8 responses to “Scribenautics

  1. I can most definitely divide my opinion of GTA between the sandbox world and the missions. And do, frequently! As for Scribblenauts, my biggest beef is the lack of contextual AI in the game. Why can’t the maid use a mop to clean up a mess? Why can’t a chef bake with an oven? Creatures generally exist to bump up against each other until one vanishes in a puff of smoke. And giving ABSOLUTELY EVERYTHING physics is ridiculous. Of course the vehicles should behave that way, but why is my fucking house bouncing around?

  2. Metal Man Master

    While I haven’t had the opportunity to play Scribblenauts a chance yet, I’m willing to give it a shot after looking through the K section of the dictionary online. Any game where I can summon a kinkajou is alright in my book. I’m actually surprised the li’l mammal made it into the dictionary.

  3. CJ

    The reason I stopped playing Scribblenauts is because I was tired of trying to find the sweet spot of the Venn Diagram where my ideas overlap with the ideas of the developers.

  4. Metal Man Master

    Alright, I’ve finally got Scribblenauts! I haven’t delved into the puzzles yet, but the first thing I summoned on the title screen was indeed a kinkajou. I also summoned a fig, honey, and a tree to see if the li’l procyonid wanted to interact with any of them, but after ignoring those I tried throwing the fig at it. Then it got pissed off and started attacking me, and I summoned a shotgun to blow it away in one blast. Oops. ^^;

    The all-touch interface will take some getting used to, but I can already tell I’m gonna love this game. Summoning a polar bear to eat a penguin and then taking the big guy down with a tank is alright in my book. =D

  5. I like the premise behind Scribblenauts, it’s a great concept I only wish they could have built a fun game around it. I don’t even enjoy it as a toy or sandbox…

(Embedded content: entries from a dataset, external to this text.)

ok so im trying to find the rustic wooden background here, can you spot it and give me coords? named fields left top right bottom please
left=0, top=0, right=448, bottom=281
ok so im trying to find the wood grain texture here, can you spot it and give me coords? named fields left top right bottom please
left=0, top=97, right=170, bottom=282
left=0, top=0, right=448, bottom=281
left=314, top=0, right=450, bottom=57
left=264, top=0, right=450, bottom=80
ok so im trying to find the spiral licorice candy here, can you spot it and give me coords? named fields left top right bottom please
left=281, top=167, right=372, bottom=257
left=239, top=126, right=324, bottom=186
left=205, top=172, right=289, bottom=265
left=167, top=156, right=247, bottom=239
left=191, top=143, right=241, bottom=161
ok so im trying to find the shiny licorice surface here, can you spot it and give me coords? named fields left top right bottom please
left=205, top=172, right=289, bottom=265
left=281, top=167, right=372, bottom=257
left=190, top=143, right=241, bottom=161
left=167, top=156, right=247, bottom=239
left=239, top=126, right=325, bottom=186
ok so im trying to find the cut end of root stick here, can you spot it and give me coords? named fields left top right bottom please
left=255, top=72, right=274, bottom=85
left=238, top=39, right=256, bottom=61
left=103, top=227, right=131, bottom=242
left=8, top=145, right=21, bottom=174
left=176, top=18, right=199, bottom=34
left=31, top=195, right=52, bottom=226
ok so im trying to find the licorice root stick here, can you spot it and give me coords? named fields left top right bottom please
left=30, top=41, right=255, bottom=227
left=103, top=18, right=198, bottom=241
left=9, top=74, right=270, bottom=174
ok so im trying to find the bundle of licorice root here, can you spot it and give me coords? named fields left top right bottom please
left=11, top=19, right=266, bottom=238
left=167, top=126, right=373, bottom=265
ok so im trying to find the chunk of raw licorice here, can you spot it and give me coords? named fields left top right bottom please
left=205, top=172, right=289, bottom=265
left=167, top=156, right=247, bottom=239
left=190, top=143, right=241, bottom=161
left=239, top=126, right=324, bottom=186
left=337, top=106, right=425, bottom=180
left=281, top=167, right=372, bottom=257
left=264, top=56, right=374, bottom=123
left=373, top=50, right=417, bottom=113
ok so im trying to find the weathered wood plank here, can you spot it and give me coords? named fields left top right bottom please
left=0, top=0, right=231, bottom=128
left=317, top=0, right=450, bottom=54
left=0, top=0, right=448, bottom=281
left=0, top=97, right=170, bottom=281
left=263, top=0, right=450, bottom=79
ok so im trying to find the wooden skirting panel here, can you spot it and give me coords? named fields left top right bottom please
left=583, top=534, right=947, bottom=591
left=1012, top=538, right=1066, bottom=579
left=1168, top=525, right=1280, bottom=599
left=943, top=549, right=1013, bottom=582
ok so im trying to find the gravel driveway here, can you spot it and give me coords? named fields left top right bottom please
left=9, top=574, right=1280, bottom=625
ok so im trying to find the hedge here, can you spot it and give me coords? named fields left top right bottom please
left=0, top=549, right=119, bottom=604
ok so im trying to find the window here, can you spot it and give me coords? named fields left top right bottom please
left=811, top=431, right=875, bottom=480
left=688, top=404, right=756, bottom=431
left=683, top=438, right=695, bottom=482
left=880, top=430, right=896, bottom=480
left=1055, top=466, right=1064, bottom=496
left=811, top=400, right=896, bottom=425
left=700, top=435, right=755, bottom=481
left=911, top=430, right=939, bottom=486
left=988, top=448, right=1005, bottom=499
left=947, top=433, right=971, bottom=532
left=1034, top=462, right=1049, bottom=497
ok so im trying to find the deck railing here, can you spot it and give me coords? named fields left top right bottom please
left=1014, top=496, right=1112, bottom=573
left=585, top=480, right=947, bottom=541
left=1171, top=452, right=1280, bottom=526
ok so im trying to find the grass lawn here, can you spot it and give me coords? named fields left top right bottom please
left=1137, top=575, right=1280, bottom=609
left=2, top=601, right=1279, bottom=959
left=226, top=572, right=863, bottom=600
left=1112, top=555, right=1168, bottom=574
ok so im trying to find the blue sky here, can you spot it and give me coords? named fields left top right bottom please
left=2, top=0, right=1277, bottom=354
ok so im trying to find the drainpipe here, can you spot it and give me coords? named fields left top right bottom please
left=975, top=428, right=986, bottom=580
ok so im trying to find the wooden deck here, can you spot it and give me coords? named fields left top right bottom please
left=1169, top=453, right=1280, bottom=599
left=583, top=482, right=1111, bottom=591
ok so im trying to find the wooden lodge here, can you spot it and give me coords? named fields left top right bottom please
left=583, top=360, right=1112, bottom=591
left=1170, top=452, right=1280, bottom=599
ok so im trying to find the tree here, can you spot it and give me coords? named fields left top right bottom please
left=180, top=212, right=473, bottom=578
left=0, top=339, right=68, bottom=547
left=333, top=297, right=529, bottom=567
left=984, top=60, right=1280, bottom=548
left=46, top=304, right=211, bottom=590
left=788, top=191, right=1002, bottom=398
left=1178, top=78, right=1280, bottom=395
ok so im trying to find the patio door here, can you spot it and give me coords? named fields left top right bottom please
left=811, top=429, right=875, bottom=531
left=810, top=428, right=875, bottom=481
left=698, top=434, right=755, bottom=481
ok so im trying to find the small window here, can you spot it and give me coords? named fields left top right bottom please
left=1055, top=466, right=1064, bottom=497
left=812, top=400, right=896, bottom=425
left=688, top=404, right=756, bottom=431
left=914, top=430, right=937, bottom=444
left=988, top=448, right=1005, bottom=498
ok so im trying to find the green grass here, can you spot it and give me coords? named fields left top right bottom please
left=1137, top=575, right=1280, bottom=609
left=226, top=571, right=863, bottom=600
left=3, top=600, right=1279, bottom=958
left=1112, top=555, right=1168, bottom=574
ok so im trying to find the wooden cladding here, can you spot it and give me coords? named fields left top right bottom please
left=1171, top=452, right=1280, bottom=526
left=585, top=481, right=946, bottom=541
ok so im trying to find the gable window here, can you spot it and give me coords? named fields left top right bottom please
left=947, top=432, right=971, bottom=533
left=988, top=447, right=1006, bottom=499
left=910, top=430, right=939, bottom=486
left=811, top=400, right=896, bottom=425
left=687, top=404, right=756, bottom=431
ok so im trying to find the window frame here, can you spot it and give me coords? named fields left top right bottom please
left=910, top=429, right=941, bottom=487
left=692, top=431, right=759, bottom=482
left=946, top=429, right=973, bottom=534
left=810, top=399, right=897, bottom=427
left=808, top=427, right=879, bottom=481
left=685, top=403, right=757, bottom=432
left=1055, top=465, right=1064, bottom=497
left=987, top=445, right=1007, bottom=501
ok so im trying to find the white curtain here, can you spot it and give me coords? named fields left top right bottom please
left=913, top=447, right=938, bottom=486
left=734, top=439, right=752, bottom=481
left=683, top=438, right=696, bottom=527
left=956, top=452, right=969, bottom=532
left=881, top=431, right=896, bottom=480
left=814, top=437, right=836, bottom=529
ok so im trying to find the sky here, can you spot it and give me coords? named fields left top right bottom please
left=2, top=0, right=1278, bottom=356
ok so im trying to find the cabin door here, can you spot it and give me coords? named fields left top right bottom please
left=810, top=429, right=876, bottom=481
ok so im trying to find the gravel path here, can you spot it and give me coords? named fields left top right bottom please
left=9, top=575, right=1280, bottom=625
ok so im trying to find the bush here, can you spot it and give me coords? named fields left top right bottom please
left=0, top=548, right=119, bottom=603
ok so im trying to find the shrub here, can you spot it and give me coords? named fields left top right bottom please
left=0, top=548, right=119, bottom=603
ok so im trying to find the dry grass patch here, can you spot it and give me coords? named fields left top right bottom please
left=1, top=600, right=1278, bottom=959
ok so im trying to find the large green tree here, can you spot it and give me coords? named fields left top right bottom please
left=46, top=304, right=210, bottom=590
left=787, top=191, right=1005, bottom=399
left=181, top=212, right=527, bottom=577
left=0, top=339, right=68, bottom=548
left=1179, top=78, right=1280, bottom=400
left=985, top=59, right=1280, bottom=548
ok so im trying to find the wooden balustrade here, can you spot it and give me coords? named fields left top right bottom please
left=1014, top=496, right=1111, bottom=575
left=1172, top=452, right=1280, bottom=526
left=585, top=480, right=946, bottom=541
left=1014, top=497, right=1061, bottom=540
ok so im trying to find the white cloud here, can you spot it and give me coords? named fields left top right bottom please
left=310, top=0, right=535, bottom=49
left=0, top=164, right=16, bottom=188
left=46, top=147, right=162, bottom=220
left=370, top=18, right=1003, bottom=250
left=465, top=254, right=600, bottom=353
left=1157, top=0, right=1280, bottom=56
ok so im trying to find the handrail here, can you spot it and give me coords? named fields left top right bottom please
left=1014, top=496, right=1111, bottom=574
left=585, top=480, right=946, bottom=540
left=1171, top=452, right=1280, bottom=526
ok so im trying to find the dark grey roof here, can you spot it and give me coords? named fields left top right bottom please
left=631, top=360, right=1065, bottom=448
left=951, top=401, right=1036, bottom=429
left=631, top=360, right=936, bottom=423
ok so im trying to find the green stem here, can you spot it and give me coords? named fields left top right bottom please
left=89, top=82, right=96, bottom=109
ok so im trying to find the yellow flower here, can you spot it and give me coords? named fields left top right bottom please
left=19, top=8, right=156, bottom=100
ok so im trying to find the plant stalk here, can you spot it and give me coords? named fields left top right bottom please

    22,000 is a lot of words, too bad I only need about ten (maybe 20) of them to solve every puzzle I’ve come across so far. This coupled with control issues and a general inability of the game to recognize my unique solution to some puzzles makes it only useful and enjoyable in small chunks. I’m hoping Scribblenauts 2 will be the game I (and a lot of others) though Scribblenauts was going to be.

    • Metal Man Master

      Upon further play, I’ve had some control issues myself. It would’ve been very helpful if movement and choosing how to interact with stuff weren’t both controlled with the stylus. When I click on something I want to throw a tranquilizer dart at, it does not mean I want to run into my intended target like an idiot and get shot/stabbed/pummeled/etc.

      Still, I gotta admire the game for its variety of stuff, even if it isn’t all helpful, or that mongoose/weasel/mink/meerkat/ferret/kinkajou all summon a mongoose, and whatnot. I’m still enjoying it, although it feels like a love-hate relationship sometimes.

      I’ll see how I feel after completing many more puzzles.

  6. Philip Armstrong

    Despite all these flaws I still think the game is amazing. The fact that it does what it does makes up for the fact it’s a little hard to move around. Or that a weasel and a stoat have the same graphic.

    • Metal Man Master

      While the control flaws may annoy me, I still gotta admire the work that went into Scribblenauts. The game’s solid enough that I’m already looking forward to a Scribblenauts 2.